Continuando con estos detalles tremendamente útiles, vemos que con la fuerte influencia del entorno o del medio ambiente, la frecuencia del carácter, y como se presentan nuestras respuestas habituales, es cuando comenzamos a hablar de personalidad, esta personalidad, tan fuertemente influenciada por nuestro mundo interno y externo, va a ser la responsable de nuestra felicidad o desdicha.
¿CÓMO REALIZAR CAMBIOS?
A esta altura tal vez surjan en la mente algunas preguntas: ¿Cómo paso de la desdicha a la felicidad, de la tristeza a la alegría plena, de la melancolía al júbilo, de la depresión a la cordura?
Si somos capaces de reconocer algunos detalles de nuestra propia personalidad que NO SON AGRADABLES, entonces es posible deducir inmediatamente sin temor a equivocarnos que: Algún concepto, alguna idea, o alguna creencia, están mal estructurados.
En realidad es muy simple, es necesario descubrir cuál es el concepto equivocado, cuál es la loca idea o cuál la insana creencia que nos hace actuar de determinada manera.
Por ejemplo: Una persona manejando su automóvil, el tráfico es CAÓTICO, intempestivamente se cruza otro auto, el chofer frena de golpe, baja el vidrio de la ventana, saca la cabeza y grita al chofer del auto que se cruzó.
¿Qué es lo que hace actuar así?, ¿Por qué grita?
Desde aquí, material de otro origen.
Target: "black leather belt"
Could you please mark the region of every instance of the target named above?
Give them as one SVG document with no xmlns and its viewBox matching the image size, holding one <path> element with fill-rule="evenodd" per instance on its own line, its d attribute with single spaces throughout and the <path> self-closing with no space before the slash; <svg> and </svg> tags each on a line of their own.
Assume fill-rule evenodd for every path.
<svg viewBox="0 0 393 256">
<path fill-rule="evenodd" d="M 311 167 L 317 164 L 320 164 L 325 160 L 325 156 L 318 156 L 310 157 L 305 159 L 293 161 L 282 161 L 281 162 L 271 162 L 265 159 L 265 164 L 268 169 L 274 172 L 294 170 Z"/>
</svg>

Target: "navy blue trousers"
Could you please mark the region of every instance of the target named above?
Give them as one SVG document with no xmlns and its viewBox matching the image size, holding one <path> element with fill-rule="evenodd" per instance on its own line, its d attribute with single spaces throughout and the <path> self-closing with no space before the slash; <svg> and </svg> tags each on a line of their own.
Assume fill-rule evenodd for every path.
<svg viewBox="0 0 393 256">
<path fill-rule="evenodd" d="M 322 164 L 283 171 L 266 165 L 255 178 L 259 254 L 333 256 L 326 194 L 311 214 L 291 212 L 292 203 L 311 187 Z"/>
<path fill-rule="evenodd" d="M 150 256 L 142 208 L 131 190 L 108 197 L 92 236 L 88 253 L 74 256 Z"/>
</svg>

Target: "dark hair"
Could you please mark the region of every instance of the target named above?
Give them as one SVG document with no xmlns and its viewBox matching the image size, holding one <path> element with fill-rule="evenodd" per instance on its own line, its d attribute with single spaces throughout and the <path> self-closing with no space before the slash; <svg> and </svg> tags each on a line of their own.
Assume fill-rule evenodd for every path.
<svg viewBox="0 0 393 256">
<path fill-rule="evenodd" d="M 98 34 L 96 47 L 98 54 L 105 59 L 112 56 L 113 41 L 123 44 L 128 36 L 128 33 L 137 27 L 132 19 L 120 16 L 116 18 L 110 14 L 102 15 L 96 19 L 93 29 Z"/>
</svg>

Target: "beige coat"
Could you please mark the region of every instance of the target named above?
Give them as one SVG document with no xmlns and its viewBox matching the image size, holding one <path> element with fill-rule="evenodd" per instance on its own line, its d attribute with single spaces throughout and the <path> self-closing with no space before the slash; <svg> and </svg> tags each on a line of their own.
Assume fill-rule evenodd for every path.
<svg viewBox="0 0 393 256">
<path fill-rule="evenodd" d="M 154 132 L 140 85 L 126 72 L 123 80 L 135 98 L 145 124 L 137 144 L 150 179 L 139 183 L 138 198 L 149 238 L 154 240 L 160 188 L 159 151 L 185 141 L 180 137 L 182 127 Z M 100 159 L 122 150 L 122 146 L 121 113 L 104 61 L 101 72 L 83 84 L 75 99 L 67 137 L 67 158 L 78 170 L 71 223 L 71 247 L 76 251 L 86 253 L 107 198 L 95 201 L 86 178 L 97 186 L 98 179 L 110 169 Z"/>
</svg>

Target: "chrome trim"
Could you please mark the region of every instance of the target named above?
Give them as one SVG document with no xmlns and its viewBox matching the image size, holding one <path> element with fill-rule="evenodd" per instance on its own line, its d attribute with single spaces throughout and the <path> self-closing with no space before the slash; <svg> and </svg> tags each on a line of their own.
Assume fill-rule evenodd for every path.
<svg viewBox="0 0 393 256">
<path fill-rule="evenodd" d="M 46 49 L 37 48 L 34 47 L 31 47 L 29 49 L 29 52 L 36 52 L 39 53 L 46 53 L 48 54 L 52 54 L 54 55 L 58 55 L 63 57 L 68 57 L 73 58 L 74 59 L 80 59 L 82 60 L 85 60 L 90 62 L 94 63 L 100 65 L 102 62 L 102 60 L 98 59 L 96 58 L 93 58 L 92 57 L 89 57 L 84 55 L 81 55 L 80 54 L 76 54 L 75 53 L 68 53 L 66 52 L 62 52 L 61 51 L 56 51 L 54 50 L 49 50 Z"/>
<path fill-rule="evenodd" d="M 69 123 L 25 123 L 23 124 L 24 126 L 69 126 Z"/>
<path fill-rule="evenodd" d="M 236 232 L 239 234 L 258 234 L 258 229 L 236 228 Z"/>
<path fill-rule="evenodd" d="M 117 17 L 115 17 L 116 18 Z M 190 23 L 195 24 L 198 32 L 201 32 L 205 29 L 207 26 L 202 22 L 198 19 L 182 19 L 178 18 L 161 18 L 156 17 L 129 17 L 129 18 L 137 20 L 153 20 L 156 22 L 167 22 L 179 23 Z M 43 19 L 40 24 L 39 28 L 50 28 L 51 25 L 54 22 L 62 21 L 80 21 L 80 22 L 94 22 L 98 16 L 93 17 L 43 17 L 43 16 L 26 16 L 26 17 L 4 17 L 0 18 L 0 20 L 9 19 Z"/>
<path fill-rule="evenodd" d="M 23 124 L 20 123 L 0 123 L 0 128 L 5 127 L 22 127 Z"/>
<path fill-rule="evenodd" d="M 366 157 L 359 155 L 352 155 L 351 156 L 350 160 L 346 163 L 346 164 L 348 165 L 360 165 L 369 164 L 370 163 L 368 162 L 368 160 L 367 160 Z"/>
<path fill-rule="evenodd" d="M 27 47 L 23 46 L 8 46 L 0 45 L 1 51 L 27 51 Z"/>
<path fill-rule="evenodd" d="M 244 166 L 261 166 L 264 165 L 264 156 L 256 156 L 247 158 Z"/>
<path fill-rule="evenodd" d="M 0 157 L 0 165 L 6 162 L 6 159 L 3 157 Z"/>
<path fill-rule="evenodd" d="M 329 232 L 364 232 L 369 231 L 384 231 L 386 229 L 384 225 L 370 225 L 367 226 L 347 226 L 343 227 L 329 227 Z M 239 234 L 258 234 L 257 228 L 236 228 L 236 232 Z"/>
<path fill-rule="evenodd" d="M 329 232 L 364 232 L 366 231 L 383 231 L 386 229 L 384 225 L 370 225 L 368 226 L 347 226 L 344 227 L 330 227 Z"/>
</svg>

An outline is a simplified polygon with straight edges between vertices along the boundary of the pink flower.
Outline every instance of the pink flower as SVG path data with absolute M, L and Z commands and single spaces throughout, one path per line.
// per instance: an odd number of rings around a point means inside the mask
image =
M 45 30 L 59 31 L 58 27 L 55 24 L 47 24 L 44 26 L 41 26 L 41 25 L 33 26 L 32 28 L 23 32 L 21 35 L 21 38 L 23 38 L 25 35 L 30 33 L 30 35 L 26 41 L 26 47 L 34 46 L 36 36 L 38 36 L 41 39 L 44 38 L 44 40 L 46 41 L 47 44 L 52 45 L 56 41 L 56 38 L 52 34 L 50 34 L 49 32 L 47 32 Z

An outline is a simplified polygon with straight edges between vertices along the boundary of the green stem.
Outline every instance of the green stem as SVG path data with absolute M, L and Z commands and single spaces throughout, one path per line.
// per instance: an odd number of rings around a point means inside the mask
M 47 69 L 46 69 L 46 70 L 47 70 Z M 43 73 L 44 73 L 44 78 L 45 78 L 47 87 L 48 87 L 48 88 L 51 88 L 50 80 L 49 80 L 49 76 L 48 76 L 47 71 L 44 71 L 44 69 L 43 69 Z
El pensamiento lógico, racional, entero y positivo dice que los gritos no causan ningún cambio en la persona que realizó la maniobra peligrosa, la realidad no se alterará como consecuencia de “esos” gritos. Pero, ¿Por qué gritar? Cada persona tiene su propia idea, concepto o creencia que le hace actuar de esa manera, en la mayoría de los casos el “grito” ejerce poder, quiere decir “yo soy diferente”, soy superior, yo no haría la “salvajada” que tú has hecho. Muchos “gritan” para sacarse la frustración que les causó la maniobra del otro o sacarse el miedo, sin embargo en el fondo saben que sus gritos no son efectivos, la realidad continuará inalterable.